A Hypothesis About Pachad Yitzchak
Why does R. Hutner avoid using chassidish sources?
I remember being very surprised when I saw it mentioned that Pachad Yitzchak never quotes any chassidish sources. “That can’t be! He very obviously knows Rav Tzadok, at least!” I said. Then I went to check the indexes of the volumes of Pachad Yitzchak. Absolutely nothing. He will go so far as to quote famous statements of chassidic schools of thought without attribution, (notably Izhbitz’s “Everything is in the hands of heaven even the fear of heaven”, though its to criticize the statement). He quotes pretty much exclusively from standard books and works of a Lithuanian Mussar Yeshiva (like Slobodka, where he went).
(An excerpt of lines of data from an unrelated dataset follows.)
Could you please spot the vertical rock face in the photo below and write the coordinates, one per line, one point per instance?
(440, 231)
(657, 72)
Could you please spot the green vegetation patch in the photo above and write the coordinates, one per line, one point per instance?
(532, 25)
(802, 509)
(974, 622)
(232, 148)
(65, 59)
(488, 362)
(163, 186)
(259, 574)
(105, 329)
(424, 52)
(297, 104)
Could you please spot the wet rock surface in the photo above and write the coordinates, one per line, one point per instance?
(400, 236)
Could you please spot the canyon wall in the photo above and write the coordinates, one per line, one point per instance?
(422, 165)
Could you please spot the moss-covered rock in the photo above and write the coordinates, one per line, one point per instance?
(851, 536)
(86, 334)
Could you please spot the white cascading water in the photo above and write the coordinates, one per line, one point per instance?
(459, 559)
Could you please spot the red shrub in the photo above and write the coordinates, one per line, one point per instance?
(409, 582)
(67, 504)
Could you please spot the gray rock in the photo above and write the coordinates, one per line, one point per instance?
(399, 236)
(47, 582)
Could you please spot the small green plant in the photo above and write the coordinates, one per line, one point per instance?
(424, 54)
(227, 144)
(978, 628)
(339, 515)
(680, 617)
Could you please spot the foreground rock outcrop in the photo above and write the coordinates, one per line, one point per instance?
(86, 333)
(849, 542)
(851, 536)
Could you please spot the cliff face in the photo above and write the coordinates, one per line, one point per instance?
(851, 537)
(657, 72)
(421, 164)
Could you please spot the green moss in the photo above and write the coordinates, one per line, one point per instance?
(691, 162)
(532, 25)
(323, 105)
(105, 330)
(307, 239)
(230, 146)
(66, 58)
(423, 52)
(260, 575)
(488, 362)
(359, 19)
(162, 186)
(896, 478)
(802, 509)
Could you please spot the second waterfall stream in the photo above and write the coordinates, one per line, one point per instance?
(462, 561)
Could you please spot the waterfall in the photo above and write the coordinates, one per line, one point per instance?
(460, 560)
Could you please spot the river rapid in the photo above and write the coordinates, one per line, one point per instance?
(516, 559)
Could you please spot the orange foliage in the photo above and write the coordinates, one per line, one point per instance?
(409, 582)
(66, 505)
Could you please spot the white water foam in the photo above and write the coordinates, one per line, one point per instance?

This is genuinely puzzling behavior, because R. Hutner did actually come from a family with chassidic background (it is often said his uncle was a Kotzker).
Previously I have understood this as R. Hutner’s sensitivity to questioning of his frum bona fides, which reached levels approaching paranoia. The most famous example of which is him removing a picture of Rav Kook from his sukkah after the yeshivish community and dati leumi community had a fight about drafting women into the IDF. The thinking goes is that using any chassidish sources would have undermined his authority as Lithuanian Rosh Yeshiva, and thus he avoided quoting them explicitly. This may have been part of his decisionmaking, but was it the whole of it? Was there still such animosity between Misnadgim and Chassidim that a Rosh Yeshiva like R. Hutner could not quote any chassidic sources? I honestly and genuinely do not know, but I do find it a little hard to believe that R. Hutner, even with his heightened sensitivity, could not have ever quoted from a chassidish source even once.
So here’s my hypothesis. I think R. Hutner was trying to create a Lithuanian Chassidus, a Chassidus for Misnadgim, out of the sources of the Lithuanian yeshivish world. In other words, he wanted to create the same kind of vibrant, creative mix of exegesis, philosophy, and ethical instruction that typifies the chassidic drasha, especially when given in the context of celebration of a holiday rather than analysis of a particular sugya or parsha.